Abends starteten wir unseren Generator, weil die Solarpaneele und der Windgenerator, besonders bei Windstille, nicht ausreichen, um den täglichen Energiehaushalt mit zwei Kühlschränken, Navigation und Starlink zu decken und nada … er machte keinen Mucks. Thomas checkte die neuralgischen Punkte leider ohne Erfolg. Es war nicht das erste Mal, dass unser Generator streikte und meistens war es mit größerem Aufwand verbunden, ihn wieder zum Laufen zu überreden. O.K. man kann natürlich den Volvo anwerfen, um die Batterien zu laden, was wir dann auch taten, aber das tut ihm nicht so wirklich gut und außerdem erzeugt er ordentlich Wärme im Schiff und das bei sowieso schon über 30 Grad nachts. Also hatten wir wieder mal eine neue Baustelle und am nächsten Tag sollte noch eine dazu kommen.

 

 Wir starteten um 6.00 Uhr morgens Richtung Deltaville, da war es noch etwa eine Stunde lang auszuhalten, bevor die Sonne so richtig vom Himmel brannte. Wir warfen unterwegs den Wassermacher an, um unsere Tanks zu füllen. Das klappte gut, nach ein paar Stunden waren beide Tanks voll, aber die Druckwasserpumpe stellte den Dienst ein, so dass wir an das Wasser in den Tanks nicht rankamen. Wir ankerten in einer Bucht nahe Deltaville „Fishing Bay“ vor einem Yachthafen und die erste Aufgabe war der Tausch der Wasserpumpe, für die wir glücklicherweise einen Ersatz im Fundus hatten und das war in 15 schweißtreibenden Minuten erledigt.

 

 

Der Generator war eine härtere Nuss, irgendwie bekam er zu wenig Spannung, soviel war klar.
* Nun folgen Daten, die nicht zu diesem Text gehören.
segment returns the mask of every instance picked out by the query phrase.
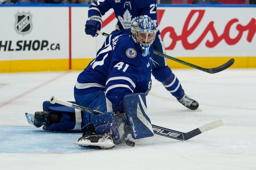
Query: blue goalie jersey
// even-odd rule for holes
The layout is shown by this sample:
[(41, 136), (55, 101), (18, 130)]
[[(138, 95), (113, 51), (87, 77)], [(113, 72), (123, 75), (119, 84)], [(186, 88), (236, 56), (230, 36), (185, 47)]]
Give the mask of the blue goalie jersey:
[(130, 33), (129, 29), (107, 37), (96, 58), (78, 76), (76, 94), (105, 91), (115, 109), (126, 95), (146, 92), (150, 85), (153, 46), (148, 55), (142, 56)]
[[(156, 0), (147, 0), (143, 2), (139, 0), (98, 0), (89, 8), (88, 17), (95, 16), (101, 17), (113, 8), (118, 20), (116, 28), (122, 30), (130, 28), (136, 17), (140, 15), (146, 15), (157, 23), (156, 5)], [(156, 30), (158, 30), (158, 26)], [(158, 31), (156, 35), (159, 34)]]

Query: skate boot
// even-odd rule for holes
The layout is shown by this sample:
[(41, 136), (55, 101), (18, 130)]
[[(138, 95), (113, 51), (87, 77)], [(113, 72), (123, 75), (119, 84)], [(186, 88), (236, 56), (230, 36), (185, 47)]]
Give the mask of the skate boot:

Nach Überprüfung der Batterien, des Bedienpanels, diverser Relais, Anschlüsse und Kabel, beschloss Thomas, den Anlasser zu zerlegen. Dies war eine ziemliche Sauerei, denn das Ding war dreckig, ölig und verkrustet und nach gründlicher Reinigung innen und außen, stellte sich heraus, dass er wohl nicht die Fehlerquelle war. So langsam war Mc Gyver mit seinem Latein am Ende und leicht frustriert.

  

Wir brauchten also Hilfe und nahmen Kontakt zu verschiedenen Boatyards in der Nähe auf. Wenn es um Generatoren von Fischer Panda (deutscher Hersteller) geht, hatten wir schon oft die Reaktion: „Ooooh, schwierig … andere okay, aber Fischer Panda … keine Chance.“ Die letzte Reparatur war in Curacao, also noch nicht so lange her, etwa 6 Monate. Wir telefonierten mit John, der im Internet als Vertragspartner von Fischer Panda gelistet war und vereinbarten einen Termin in seiner Werkstatt in ein paar Tagen, ein Lichtblick.

  

 

Thomas packte dann doch der Ehrgeiz und er hatte noch eine Idee. Er demontierte ein paar Teile und checkte den Anschluss von Batterie zum Generator und siehe da, von dem Anschlussterminal aus Kupfer war so gut wie nichts mehr vorhanden und dies war sehr wahrscheinlich der Grund für die geringe Spannung. Wir riefen John an und er versprach, mit dem Hersteller Kontakt aufzunehmen, von den anderen 3 oder 4 Werften kam keinerlei Rückmeldung. Das Teil, das wir brauchten, wurde aber nicht mehr hergestellt. Jetzt war wieder Mc Gyver gefragt und er bastelte aus Schrauben, Unterlegscheiben und Sprengringen ein neues Anschlussteil aus Edelstahl. Alles wurde wieder zusammengebaut und der große Moment … Schalter an … LÄUFT! Das Rumgekrieche im Motorraum bei über 38 Grad unter Deck (bis zu dem Wert misst unser Thermometer und es stieg regelmäßig aus) hatte sich gelohnt … großartig … wir hatten es aus eigener Kraft hingekriegt und waren mächtig stolz! (Klick hier für ein Video).

 

 

 

Am nächsten Tag, ein Samstag, buchten wir ein „Day Ticket“ beim Hafen, vor dem wie ankerten, was beinhaltete, dass wir die Einrichtungen des Hafens nutzen durften z.B. die Müllcontainer, den Pool und das Hafenauto … das Ganze für 25 Dollar. Wir fuhren also im klimatisierten Auto zum Ship Shop und zum Einkaufen, was eine echte Plastiktütenschlacht war, man bekommt automatisch alles in Tüten, manchmal in Doppeltüten, verpackt … Ausbeute: 10 Plastiktüten! Den Abend verbrachten wir im Pool und mit Plaudereien mit Einheimischen. Wir bekamen ein paar Tipps für Häfen während unseres Deutschlandaufenthalts und gute Wünsche für die Weiterreise.

  

Am nächsten Tag verließen wir Fishing Bay, um unseren Weg durch die Chesapeake Bay fortzusetzen. Der Ankerplatz im Smith Creek wird uns wegen der gnadenlosen Hitze, dem nicht vorhandenen Wind und den dafür sehr zahlreichen Quallen in Erinnerung bleiben, ansonsten gab es dort nichts.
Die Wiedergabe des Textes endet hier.